Question: Will members of the church be saved from major calamities and caught up in the air to meet the Savior?
Answer: Isaiah predicts that the Lord comes as Savior only to those who repent of worldliness and idolatry. To the remainder of humanity, he comes “as a thief in the night” (cf. 2 Peter 3:10; Doctrine & Covenants 45:19)—as the tyrannical king of Assyria. He is that end-time Antichrist who “gains the whole world” but “suffers the loss of his own soul” (Matthew 16:26–27):
“Hail the Assyrian, the rod of my anger! He is a staff—my wrath in their hand. I will commission him against a godless nation, appoint him over the people [deserving] of my vengeance, to pillage for plunder, to spoliate for spoil, to tread underfoot like mud in the streets. Nevertheless, it shall not seem so to him; this shall not be what he has in mind. His purpose shall be to annihilate and to exterminate nations not a few.” (Isaiah 10:5–7)
“He said, I have done it by my own ability and shrewdness, for I am ingenious. I have done away with the borders of nations, I have ravaged their reserves, I have vastly reduced the inhabitants. I have impounded the wealth of peoples like a nest, and I have gathered up the whole world as one gathers abandoned eggs; not one flapped its wings, or opened its mouth to utter a peep.” (Isaiah 10:13–14)
Scriptural patterns of the past show that it is the falling away of God’s people that precipitates these judgments overtaking the world. If his own people for the most part “walk no more with him,” then no one is left to prevent calamities from coming upon the rest of humanity for its wickedness:
“From the west men will fear the Lord Omnipotent, and from the rising of the sun his glory. For he will come [upon them] like a hostile torrent impelled by the Spirit of the Lord. But he will come as Redeemer to Zion, to those of Jacob who repent of transgression.” (Isaiah 59:19–20)
That “hostile torrent” is the end-time king of Assyria: “Therefore will my Lord cause to come up over them the great and mighty waters of the River—the king of Assyria in all his glory. He will rise up over all his channels and overflow all his banks.” (Isaiah 8:7); “He shall be stirred up against them in that day, even as the Sea is stirred up.” (Isaiah 5:30) These judgments come particularly upon the Lord’s self-entitled end-time people:
“Woe to the garlands of glory of the drunkards of Ephraim! Their crowning splendor has become as fading wreaths on the heads of the opulent overcome with wine. My Lord has in store one mighty and strong: as a ravaging hailstorm sweeping down, or like an inundating deluge of mighty waters, he will hurl them to the ground by his hand. The proud garlands of the drunkards of Ephraim shall be trodden underfoot.” (Isaiah 28:1–3)

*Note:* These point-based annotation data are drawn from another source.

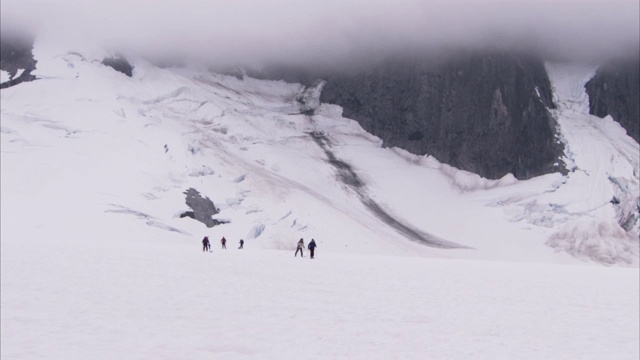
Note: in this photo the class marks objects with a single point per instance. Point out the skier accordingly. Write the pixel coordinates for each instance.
(312, 247)
(300, 248)
(205, 244)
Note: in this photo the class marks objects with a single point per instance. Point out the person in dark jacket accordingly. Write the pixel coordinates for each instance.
(205, 244)
(312, 247)
(300, 248)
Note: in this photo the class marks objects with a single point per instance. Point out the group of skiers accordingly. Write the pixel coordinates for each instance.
(312, 247)
(206, 246)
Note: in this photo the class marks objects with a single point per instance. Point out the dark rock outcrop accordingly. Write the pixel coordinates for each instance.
(614, 90)
(120, 64)
(203, 208)
(485, 113)
(16, 54)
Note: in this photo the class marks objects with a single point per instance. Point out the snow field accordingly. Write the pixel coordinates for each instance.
(141, 300)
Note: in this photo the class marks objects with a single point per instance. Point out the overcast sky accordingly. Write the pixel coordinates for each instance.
(237, 30)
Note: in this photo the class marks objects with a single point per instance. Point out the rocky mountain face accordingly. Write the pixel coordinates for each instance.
(614, 90)
(15, 55)
(485, 113)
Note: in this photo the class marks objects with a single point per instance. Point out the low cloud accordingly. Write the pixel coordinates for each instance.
(255, 31)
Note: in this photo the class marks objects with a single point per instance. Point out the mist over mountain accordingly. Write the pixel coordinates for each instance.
(465, 168)
(332, 33)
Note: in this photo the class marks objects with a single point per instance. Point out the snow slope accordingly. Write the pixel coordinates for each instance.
(97, 263)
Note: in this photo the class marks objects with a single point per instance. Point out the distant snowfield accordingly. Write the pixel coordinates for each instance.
(97, 263)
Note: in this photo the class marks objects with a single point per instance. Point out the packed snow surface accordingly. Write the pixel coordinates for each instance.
(416, 259)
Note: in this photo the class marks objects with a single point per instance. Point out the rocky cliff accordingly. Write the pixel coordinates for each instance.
(485, 113)
(16, 56)
(614, 90)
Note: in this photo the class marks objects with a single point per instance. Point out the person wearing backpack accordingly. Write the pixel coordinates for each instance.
(300, 248)
(205, 244)
(312, 247)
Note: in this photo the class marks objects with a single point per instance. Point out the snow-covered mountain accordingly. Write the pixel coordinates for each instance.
(112, 148)
(95, 170)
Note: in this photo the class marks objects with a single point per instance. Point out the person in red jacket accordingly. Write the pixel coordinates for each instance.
(312, 247)
(300, 248)
(205, 244)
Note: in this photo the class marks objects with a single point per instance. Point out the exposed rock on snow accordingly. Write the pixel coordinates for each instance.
(203, 208)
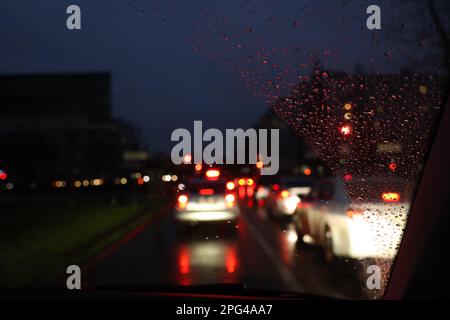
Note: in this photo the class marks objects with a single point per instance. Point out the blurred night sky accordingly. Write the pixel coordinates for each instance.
(162, 81)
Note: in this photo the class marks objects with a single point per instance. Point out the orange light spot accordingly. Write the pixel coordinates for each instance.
(230, 185)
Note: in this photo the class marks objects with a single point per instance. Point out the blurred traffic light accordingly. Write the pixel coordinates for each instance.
(345, 130)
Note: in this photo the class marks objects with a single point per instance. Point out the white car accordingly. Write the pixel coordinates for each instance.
(360, 218)
(206, 201)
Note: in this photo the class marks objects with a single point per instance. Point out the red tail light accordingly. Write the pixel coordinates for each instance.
(390, 196)
(206, 192)
(231, 185)
(229, 199)
(212, 174)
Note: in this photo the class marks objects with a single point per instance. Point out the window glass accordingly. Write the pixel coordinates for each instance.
(111, 112)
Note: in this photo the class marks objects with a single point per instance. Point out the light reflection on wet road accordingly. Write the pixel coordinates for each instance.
(258, 252)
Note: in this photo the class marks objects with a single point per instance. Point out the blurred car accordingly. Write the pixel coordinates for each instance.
(284, 196)
(347, 220)
(207, 200)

Far from being caught up in the air to meet the Savior at his glorious coming, in other words, many will be caught up and ensnared by grievous afflictions. Only those who remove the stumbling blocks that separate them from him—their worldliness and precepts of men—will be prepared to meet him:
“Pass on, go through gates; prepare the way for the people! Excavate, pave a highway cleared of stones; raise the ensign to the nations! Jehovah has made proclamation to the end of the earth: Tell the Daughter of Zion, See, your Salvation comes, his reward with him, his work preceding him. They shall be called the holy people, the redeemed of Jehovah” (Isaiah 62:10–12); “For the glory of Jehovah shall be revealed and all flesh see it at once.” (Isaiah 40:5); “Your eyes shall behold the King in his glory and view the expanse of the earth.” (Isaiah 33:17).